Initially, as the timetable encompasses the largest employers, some may choose to include auto-enrolled employees in group risk schemes where eligibility is linked to pension scheme membership. We will need to make this process as painless as possible. It is likely that most growth in member numbers will be in death benefit arrangements. As a rough guide, based on total market data, the average cost of death benefit cover per scheme member is just over £100. But many of those who are auto-enrolled will be lower-income earners and so the extra cost per member could be significantly lower than this.
While the RDR is focused on retail investments, the greater interest in protection that many predict could stimulate more demand for both retail and group risk products and services
There is little doubt that many financial services organisations are extremely stretched as they struggle to implement legislative and regulatory changes from later this year onwards while continuing to service and grow their customer base. For the group risk market, many of these changes will have little, if any direct impact. For instance, employment-related schemes are generally exempt from the changeover to gender-neutral pricing from the 21st December. While the RDR is focused on retail investments, the greater interest in protection that many predict could stimulate more demand for both retail and group risk products and services.
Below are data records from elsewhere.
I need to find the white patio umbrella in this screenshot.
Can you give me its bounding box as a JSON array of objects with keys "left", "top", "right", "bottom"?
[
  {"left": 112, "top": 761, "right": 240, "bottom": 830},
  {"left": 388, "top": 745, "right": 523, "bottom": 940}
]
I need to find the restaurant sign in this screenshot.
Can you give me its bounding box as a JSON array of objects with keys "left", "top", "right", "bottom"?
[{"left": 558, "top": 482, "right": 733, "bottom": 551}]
There are plenty of reasons for optimism but, given the uncertain economic outlook, we expect employers to continue to examine every cost and question the value of the benefits they provide to employees. There can be no room for complacency. But past experience suggest that, once a group risk scheme is in place it is quite rare for it to be closed altogether, unless there is some fundamental restructuring of the business, perhaps through a merger or an acquisition.